One group Yes on Prop 8 is trying to cut ties with is the Campaign for California. Prop 8 advocates have for years been feuding with Campaign for
California chief Randy Thomasson – a vocal opponent of gay rights. Pugno says the group represents “the extreme fringe and is not representative of the coalition that got it passed.”
The Los Angeles Times says that on the other side of the debate, many in liberal Hollywood who fought to defeat Prop 8 are trying to figure out how to deal with those in their industry who backed the measure. Should those who donated money to the cause be blacklisted from the industry? Shunned? What about fired?
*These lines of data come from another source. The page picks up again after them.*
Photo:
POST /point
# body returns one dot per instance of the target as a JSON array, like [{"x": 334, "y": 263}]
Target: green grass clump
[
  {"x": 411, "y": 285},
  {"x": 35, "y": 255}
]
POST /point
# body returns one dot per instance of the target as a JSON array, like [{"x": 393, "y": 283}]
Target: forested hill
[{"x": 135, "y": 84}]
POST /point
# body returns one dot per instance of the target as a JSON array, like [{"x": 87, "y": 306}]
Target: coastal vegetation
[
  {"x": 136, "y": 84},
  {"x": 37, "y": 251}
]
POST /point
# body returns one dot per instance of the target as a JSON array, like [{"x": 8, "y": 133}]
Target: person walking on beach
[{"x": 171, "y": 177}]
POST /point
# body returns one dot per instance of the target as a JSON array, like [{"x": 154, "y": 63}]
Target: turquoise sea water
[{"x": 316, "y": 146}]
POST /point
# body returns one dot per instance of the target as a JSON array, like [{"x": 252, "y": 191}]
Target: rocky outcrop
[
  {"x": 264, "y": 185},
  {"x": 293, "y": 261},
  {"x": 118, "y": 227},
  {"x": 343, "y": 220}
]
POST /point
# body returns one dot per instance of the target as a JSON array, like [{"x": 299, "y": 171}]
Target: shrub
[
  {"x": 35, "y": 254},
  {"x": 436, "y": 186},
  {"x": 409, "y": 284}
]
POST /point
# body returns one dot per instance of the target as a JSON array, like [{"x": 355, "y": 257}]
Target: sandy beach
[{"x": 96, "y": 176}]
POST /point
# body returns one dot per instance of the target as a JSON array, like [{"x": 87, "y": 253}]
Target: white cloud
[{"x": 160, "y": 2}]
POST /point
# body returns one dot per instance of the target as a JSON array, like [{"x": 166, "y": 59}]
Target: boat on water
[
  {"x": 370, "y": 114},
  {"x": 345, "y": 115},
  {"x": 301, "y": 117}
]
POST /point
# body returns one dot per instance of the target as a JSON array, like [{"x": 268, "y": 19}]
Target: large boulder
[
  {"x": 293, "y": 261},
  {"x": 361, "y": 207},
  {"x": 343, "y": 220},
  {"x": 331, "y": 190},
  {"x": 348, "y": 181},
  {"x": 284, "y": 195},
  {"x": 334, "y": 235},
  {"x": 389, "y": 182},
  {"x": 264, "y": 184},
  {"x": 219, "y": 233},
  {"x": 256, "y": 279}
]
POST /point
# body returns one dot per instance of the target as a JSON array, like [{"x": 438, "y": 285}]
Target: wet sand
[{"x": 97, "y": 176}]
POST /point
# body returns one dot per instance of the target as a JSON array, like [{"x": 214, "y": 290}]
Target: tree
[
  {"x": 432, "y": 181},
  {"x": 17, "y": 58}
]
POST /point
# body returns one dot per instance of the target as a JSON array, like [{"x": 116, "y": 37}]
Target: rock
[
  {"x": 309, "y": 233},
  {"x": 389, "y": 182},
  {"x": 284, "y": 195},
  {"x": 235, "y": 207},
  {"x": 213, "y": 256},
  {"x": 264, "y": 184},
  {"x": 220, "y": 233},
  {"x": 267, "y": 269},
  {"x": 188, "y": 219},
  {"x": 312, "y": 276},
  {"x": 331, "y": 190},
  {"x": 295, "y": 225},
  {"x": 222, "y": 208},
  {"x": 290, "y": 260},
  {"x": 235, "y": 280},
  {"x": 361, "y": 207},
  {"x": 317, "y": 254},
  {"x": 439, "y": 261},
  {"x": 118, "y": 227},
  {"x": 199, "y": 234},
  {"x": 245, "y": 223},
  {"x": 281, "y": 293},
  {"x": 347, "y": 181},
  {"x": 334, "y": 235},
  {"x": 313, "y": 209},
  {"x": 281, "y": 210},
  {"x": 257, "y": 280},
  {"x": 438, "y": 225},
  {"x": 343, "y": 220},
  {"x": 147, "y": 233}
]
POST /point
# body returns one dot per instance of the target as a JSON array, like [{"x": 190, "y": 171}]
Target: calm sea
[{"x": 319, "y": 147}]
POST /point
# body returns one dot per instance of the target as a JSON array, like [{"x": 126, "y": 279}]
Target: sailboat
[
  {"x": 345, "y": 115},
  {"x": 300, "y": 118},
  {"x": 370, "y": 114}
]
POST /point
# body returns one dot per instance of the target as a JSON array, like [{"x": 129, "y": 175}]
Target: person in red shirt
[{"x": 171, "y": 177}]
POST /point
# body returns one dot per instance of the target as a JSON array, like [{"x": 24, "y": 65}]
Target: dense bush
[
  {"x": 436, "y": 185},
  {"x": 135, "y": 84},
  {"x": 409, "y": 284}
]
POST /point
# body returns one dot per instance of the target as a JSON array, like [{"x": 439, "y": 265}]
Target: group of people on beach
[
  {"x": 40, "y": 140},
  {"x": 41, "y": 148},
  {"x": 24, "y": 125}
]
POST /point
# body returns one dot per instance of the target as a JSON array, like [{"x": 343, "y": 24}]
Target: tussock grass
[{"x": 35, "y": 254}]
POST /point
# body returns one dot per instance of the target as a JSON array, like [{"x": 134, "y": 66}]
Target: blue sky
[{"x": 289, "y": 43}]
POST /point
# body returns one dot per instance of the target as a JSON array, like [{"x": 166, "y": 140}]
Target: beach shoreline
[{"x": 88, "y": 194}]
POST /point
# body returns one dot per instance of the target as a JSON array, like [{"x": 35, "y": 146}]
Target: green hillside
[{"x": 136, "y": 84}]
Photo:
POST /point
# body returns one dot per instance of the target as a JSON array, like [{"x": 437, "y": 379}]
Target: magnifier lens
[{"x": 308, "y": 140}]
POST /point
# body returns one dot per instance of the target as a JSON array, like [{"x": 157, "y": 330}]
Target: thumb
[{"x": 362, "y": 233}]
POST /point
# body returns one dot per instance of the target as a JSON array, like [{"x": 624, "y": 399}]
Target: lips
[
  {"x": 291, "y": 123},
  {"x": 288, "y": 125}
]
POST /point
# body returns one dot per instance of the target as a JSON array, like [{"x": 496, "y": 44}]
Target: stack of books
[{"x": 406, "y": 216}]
Meanwhile, The New Yorker reports that the opponents of Prop 8, those defending equal access to marriage, think the reason they couldn’t defeat the measure this year was more their message, not substance. Hendrik Hertzberg writes:
They were complacent: early polls had shown Prop 8 losing by double digits. Their television ads were timid and ineffective, focussing on worthy abstractions like equality and fairness, while the other side’s were powerfully emotional. (Also dishonest — they implied that gay marriage would threaten churches’ tax exemptions, force church-affiliated adoption agencies to place children with gay couples, and oblige children to attend gay weddings — but that sort of thing was to be expected.) Barack Obama, like Governor Arnold Schwarzenegger, had come out against Prop 8, yet the No-on-8 forces let Obama’s popularity be used against them: a mass mailing suggesting that the Democratic nominee was for it went essentially unanswered.
This year, California and Florida passed gay-marriage bans, while Arkansas approved a measure that doesn’t allow gay individuals to adopt children. “All this has about it the feel of a last stand,” Hertzberg writes.